A referida Súmula estabelece a ineficácia da hipoteca firmada entre a construtora e o agente financeiro como garantia do financiamento da obra perante os adquirentes do imóvel.

Os fundamentos da Corte Superior para afastar a aplicação da Súmula 308 aos casos de alienação fiduciária foram, essencialmente, os seguintes:

a) Os precedentes que fundamentaram a edição da Súmula tiveram como fundamento jurídico essencial a existência de um regime especial instituído pelas normas do Sistema Financeiro de Habitação (SFH), e não a boa-fé do adquirente, razão pela qual a Súmula não se aplica aos casos de financiamento contratados fora do SFH;

b) Diferentemente da hipoteca, em que o bem permanece na titularidade do devedor, o credor fiduciário detém a propriedade (embora resolúvel) do imóvel, enquanto o devedor fiduciante possui apenas a posse direta do bem, de modo que a venda realizada pelo devedor sem a anuência do credor configura venda a non domino (venda realizada por quem não é dono), que, embora seja válida e eficaz entre os contratantes, é ineficaz perante o proprietário, sendo irrelevante a boa-fé do adquirente;

c) Não é possível estender uma hipótese de exceção normativa, como é o caso da súmula 308, para restringir a aplicação de regra jurídica válida, como o art. 29 da Lei 9.514/97, que exige a anuência expressa do credor fiduciário para que o devedor fiduciante possa transmitir os direitos sobre o imóvel alienado fiduciariamente;

d) É essencial haver segurança jurídica e econômica nos contratos de alienação fiduciária para garantir a estabilidade das relações contratuais entre as partes envolvidas e promover o desenvolvimento econômico e acesso ao crédito de forma responsável;

e) A aplicação da súmula aos contratos de AF pode gerar efeitos prejudiciais aos próprios consumidores, na medida em que os agentes financeiros, percebendo o aumento do risco ao concederem financiamentos para a aquisição de imóveis, podem elevar o custo de crédito com o aumento das taxas de juros e/ou exigir maiores garantias ou até restringir o acesso ao financiamento para certos perfis de clientes, o que pode dificultar o acesso à moradia.
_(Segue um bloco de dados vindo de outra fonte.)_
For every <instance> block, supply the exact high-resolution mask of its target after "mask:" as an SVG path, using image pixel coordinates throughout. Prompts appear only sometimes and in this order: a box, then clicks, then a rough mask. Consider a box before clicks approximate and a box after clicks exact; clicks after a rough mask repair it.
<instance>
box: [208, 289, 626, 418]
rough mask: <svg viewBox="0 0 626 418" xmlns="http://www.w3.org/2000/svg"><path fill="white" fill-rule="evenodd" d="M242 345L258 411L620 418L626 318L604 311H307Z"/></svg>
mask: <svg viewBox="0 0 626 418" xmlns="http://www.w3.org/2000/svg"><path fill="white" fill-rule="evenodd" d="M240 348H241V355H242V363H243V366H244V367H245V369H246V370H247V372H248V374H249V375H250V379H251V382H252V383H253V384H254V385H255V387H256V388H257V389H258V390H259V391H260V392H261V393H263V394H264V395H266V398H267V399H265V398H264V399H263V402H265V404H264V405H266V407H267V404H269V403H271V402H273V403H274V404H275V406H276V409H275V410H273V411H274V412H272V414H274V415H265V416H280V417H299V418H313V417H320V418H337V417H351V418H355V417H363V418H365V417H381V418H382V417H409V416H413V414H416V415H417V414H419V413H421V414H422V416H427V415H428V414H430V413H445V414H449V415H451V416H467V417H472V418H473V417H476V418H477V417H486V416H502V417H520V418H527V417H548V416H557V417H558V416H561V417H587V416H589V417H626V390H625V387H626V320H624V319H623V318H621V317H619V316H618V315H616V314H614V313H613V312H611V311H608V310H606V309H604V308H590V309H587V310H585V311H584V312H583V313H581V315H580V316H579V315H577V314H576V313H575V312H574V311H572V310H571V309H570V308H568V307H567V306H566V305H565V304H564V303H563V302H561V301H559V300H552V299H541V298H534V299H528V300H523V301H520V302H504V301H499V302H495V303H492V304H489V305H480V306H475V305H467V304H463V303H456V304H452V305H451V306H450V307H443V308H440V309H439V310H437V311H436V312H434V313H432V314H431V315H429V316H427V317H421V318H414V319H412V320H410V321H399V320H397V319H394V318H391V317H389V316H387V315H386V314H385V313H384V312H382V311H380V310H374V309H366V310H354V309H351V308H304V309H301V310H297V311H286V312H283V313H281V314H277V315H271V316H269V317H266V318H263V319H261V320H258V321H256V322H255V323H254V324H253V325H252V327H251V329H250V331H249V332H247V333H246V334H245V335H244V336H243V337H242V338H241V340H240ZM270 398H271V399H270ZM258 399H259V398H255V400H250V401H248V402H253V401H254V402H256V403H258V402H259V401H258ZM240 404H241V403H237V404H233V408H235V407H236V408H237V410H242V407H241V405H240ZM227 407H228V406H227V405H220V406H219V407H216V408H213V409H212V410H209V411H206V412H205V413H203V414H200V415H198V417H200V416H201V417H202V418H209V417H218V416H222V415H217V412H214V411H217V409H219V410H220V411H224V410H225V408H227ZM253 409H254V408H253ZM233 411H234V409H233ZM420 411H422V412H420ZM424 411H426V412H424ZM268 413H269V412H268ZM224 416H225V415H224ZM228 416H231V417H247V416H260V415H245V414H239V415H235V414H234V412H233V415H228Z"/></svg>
A decisão, embora não tenha sido proferida em sede de recursos repetitivos, representa um importantíssimo avanço para a superação da controvérsia existente há anos, e garante maior segurança aos contratos de alienação fiduciária – instituto criado justamente para assegurar a proteção ao crédito de forma mais eficiente e que vinha sendo desvirtuado pelo judiciário.